Sweden and Finland have confirmed they will apply to join the North Atlantic Treaty Organization (NATO) despite the ongoing between Russia and Ukraine.
Swedish government said it would not back down in its aspirations to join NATO
The announcement came soon after Finland formally announced it too would apply to join the security organization.
Russia sees NATO as a threat and has issued warnings to both Finland and Sweden, saying they risk being attacked.
Recall that both Sweden and Finland stayed neutral in World War II and for more than two centuries have avoided joining military alliances.
Finland shares a 1,300-km (810-mile) border with Russia. Until now, it has stayed out of Nato to avoid antagonising its eastern neighbour.
In a statement, Sweden’s Social Democrats said they would “work toward” membership, something supported by the public and most opposition parties.
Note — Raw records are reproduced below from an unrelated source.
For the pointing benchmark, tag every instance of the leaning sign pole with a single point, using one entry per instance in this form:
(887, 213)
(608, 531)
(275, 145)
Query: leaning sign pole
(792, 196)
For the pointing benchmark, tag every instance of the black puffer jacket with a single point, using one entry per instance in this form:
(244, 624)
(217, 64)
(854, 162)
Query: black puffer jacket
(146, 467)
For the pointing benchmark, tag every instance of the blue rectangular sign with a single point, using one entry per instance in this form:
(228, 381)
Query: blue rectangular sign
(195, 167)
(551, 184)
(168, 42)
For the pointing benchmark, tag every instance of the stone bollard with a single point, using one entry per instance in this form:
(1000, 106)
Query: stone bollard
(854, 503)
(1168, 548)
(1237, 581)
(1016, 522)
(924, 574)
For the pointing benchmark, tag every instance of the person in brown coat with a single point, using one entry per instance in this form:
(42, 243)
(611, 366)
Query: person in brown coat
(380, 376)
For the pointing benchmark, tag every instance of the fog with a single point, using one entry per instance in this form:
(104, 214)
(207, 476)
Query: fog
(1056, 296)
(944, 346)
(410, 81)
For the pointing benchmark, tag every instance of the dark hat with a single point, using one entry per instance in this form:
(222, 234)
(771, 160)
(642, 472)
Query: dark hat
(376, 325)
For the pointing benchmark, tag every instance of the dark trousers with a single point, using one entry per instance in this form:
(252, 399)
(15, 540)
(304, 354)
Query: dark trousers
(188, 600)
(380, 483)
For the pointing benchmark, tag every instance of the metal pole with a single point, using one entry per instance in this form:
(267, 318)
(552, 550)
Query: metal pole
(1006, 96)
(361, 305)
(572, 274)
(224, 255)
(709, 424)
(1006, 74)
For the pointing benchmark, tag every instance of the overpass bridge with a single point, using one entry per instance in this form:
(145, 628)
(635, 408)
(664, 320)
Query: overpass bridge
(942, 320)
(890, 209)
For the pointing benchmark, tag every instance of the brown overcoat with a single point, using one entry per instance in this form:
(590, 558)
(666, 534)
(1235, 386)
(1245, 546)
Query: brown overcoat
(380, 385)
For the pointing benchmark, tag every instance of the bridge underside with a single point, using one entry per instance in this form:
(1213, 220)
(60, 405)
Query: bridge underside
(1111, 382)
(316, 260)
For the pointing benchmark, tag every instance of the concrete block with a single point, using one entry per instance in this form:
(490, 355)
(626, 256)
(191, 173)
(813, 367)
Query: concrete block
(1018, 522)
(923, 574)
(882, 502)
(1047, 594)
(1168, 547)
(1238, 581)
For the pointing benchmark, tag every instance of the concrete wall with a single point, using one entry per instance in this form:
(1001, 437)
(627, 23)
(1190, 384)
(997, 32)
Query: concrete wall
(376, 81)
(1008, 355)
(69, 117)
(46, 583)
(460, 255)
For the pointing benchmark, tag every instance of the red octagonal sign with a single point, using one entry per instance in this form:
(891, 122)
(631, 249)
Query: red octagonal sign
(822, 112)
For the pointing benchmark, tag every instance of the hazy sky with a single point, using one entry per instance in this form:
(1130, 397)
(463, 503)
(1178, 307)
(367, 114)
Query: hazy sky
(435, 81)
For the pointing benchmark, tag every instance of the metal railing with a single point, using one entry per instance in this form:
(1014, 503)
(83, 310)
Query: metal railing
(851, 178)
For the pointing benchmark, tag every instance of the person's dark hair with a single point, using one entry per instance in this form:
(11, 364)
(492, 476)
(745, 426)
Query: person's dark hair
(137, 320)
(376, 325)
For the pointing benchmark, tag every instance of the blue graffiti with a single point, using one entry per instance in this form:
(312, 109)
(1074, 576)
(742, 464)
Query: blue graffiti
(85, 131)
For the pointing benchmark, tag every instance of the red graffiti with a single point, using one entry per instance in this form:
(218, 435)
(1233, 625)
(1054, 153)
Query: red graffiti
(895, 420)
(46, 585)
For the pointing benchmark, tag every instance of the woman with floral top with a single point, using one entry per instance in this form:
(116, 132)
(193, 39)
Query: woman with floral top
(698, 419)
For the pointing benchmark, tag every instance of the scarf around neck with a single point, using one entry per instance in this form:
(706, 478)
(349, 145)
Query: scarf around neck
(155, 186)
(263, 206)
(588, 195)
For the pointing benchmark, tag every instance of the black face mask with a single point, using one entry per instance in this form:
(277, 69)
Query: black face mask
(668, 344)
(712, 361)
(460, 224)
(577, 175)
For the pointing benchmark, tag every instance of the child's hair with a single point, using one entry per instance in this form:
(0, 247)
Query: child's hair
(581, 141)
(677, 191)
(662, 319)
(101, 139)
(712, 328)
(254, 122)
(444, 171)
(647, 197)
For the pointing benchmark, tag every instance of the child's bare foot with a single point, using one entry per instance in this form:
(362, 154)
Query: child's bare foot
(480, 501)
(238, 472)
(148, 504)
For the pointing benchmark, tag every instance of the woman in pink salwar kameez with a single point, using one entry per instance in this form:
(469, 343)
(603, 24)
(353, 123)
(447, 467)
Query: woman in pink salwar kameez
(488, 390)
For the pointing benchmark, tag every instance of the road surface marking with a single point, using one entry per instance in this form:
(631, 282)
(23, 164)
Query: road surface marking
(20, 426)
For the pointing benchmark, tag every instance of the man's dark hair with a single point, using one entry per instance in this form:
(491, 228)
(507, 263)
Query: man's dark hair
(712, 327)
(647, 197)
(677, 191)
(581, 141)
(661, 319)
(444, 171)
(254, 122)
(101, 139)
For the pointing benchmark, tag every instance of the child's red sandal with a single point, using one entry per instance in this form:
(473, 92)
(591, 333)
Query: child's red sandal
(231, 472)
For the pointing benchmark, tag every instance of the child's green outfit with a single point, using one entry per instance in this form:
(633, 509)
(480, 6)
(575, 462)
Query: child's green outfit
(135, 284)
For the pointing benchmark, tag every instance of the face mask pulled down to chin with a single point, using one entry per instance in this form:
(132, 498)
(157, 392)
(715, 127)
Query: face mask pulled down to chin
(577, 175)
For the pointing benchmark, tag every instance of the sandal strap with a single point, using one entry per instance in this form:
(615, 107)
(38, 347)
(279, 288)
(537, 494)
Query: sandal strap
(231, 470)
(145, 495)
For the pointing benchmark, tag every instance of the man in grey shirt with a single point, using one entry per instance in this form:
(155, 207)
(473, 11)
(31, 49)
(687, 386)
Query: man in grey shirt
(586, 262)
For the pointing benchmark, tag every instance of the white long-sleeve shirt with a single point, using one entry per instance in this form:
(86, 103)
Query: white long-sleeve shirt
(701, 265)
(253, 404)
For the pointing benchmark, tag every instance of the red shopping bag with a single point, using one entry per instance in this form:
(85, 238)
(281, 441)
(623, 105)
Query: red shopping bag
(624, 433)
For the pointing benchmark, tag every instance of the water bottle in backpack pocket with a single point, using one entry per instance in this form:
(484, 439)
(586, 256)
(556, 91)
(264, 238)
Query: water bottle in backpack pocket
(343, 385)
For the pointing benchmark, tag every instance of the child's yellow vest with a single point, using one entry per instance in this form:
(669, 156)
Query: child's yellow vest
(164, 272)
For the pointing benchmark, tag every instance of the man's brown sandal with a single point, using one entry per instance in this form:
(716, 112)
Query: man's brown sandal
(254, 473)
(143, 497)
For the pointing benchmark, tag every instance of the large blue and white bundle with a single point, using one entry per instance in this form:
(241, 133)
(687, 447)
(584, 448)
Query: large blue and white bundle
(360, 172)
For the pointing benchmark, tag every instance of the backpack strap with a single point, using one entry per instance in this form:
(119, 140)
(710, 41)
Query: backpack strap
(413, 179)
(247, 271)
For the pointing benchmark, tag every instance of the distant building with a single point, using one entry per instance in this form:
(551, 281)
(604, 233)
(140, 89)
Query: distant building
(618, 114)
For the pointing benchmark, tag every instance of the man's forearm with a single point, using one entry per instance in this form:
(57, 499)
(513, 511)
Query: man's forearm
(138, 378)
A formal application is likely within days.
However, the social Democrats have added that they were interested in Joining the organization but opposed to hosting NATO bases and refused stationing of nuclear weapons in their country.
Prime Minister, Magdalena Andersson, said her party believed joining the alliance was “best for Sweden’s and the Swedish people’s security.”
For us Social Democrats, it is clear that the military non-alignment has served Sweden well, but our conclusion is that it won’t serve us as well in the future.
She also said Sweden would be left in a “vulnerable position” if it was the only country in the Baltic region that was not a NATO member.
Finland’s President, Sauli Niinisto, earlier confirmed his country would apply, calling it a “historic day.”
He spoke to Russia’s President Vladmir Putin about the decision, saying he wanted to “say it straight.”
I, or Finland, are not known to sneak around and quietly disappear behind a corner.
Russia’s president had previously told Finland it would be a “mistake” to join NATO, which was founded in 1949 to counter the threat from the Soviet Union.
President Putin mentioned Ukraine’s intention to join the alliance as one of the reasons for the invasion.